The drones are part of Skyriders’ turnkey solution offering that improves the efficiency of the NDT and quality management of the NDT done at Eskom.
Skyriders marketing manager Mike Zinn informs Engineering News that the drones are in the proving concept phase, but are being used at Eskom sites, including one of the largest power stations, in Mpumalanga. The Elios drones are from Switzerland-based drone manufacturing company Flyability.
The Elios drones allow for rapid visual and thermal inspections of difficult-to-reach areas, and they are equipped with a high-definition camera, thermal camera and an on-board light-emitting-diode lighting system. The drones do not break on impact with a wall or other object and are designed specifically for collisions and flying around confined spaces.
Skyriders has been using drones since 2015, “We have since learnt a lesson about the synergy between rope access and the drones,” Zinn emphasises. The drones are able to do the operations that are sometimes considered dangerous for initial human entry, such as a large coal silo with potential coal hang ups as an example.
Further, the drones are more efficient as they move around structures faster and can locate problem areas faster, points out Zinn.
“Once the drones have done the initial visual inspection, rope technicians can be sent in to focus on the problem areas,” Zinn maintains.
In addition, Skyriders has recently completed several jobs for Eskom, as well as petrochemicals and mining companies.
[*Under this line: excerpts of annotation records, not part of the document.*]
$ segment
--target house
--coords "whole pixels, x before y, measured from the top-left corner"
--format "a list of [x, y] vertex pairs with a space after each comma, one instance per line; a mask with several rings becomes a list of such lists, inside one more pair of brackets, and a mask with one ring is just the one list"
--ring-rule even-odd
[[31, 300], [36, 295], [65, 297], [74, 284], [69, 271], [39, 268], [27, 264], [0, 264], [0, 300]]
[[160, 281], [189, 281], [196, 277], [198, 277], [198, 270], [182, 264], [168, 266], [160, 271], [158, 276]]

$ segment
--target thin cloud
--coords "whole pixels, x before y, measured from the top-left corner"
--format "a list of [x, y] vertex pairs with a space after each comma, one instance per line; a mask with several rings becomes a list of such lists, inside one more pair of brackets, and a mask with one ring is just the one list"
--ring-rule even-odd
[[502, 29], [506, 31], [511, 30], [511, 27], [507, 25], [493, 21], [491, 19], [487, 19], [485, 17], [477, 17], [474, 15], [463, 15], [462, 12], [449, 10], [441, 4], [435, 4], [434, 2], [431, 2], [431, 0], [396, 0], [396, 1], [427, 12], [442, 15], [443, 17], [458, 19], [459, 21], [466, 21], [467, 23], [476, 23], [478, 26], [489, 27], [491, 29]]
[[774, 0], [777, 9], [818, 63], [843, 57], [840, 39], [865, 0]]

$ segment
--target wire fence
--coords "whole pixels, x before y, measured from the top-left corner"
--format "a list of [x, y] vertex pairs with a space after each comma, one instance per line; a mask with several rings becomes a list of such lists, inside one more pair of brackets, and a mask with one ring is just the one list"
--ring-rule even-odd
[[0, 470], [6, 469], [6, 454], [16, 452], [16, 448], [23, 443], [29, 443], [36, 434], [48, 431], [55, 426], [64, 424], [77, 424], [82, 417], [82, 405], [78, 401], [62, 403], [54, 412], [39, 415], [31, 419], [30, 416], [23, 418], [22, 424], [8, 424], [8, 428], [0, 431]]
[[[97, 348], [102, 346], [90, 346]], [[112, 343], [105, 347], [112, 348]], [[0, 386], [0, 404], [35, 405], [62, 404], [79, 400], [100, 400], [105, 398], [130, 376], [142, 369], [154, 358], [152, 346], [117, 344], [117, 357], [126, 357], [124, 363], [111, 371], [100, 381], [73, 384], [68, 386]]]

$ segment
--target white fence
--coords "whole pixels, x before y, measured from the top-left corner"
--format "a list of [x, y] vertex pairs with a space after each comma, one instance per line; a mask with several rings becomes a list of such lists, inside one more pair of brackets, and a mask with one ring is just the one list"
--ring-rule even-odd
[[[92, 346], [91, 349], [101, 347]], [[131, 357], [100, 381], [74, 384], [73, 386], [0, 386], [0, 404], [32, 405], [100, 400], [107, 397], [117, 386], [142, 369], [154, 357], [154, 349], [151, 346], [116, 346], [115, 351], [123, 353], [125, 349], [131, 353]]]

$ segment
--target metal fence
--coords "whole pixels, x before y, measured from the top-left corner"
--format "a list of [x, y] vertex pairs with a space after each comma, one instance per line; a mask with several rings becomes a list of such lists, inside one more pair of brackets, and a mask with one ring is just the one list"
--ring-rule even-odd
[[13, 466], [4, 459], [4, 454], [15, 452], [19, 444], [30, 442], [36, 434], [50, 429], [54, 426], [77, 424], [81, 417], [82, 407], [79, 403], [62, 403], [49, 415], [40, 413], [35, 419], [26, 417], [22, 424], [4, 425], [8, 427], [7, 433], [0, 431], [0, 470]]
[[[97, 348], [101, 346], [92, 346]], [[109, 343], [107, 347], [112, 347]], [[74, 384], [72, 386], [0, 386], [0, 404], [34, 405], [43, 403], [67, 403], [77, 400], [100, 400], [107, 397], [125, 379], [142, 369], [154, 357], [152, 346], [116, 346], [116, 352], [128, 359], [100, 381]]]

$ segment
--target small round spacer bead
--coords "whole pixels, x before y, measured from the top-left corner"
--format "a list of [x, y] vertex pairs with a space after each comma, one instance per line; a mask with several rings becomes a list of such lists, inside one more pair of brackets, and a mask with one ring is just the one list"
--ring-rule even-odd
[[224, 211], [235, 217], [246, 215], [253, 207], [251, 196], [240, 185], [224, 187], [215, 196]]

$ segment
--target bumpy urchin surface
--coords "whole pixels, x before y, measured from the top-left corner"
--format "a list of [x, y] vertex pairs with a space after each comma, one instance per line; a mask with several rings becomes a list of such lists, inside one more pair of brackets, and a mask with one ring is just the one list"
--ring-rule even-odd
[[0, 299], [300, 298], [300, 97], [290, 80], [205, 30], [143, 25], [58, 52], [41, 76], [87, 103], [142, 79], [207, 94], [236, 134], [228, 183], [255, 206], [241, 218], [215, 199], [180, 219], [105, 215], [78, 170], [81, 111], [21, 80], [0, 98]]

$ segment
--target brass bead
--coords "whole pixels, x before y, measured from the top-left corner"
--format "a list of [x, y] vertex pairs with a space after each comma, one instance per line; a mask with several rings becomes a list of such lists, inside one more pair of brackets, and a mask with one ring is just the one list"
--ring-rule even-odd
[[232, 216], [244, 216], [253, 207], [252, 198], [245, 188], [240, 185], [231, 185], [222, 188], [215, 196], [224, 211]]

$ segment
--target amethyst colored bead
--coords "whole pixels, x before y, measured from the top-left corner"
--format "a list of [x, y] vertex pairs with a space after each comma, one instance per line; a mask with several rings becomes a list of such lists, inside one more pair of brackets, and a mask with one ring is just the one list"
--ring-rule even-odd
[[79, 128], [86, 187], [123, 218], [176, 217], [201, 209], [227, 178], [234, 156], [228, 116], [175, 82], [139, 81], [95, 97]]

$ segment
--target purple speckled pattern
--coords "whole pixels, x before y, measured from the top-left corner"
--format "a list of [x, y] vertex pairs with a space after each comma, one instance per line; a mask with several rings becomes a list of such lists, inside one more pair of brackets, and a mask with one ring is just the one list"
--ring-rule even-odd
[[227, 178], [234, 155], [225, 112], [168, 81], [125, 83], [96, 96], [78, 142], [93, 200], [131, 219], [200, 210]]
The drones are used to do the initial inspection, bringing back high-quality visual data through live feed or recordings. The initial visual inspections are discussed by the engineers, and solutions for problem areas are discussed. “It is a lot cheaper than building support structures, such as scaffolding, or using cranes,” Zinn adds.
Skyriders now offers multiple solutions in one offering to a client, instead of a client having to hire multiple contractors and subcontractors for one contract, Zinn emphasises.
Further, the quick turnaround time needed for large shutdowns can be a concern when a client has hired multiple contractors. Normally, a contractor is needed for the access system, another for the initial visual inspection and yet another for cleaning the silo. Subsequently, there are more people on site which means increased safety risk.
“With our turnkey solution, we are the drone provider, our drone pilot does the first visual inspection and our inspection manager does the reporting, allowing the client to make the necessary informed decisions. Where necessary, our rope-access technicians can follow up with a more detailed inspection such as core sampling or ultrasonic material thickness testing. Once the scope of the maintenance is determined, the Skyriders technicians can access the area using rope-access techniques and complete the necessary repairs (welding or concrete) or cleaning and painting – all while saving considerable time and money,” Zinn states.
The drone can be sent in after repairs or cleaning, to complete a quality-control inspection of the work for the client.
Skyriders is renegotiating its existing contracts with Eskom, as the contracts expire at various times, from 2018 to 2021.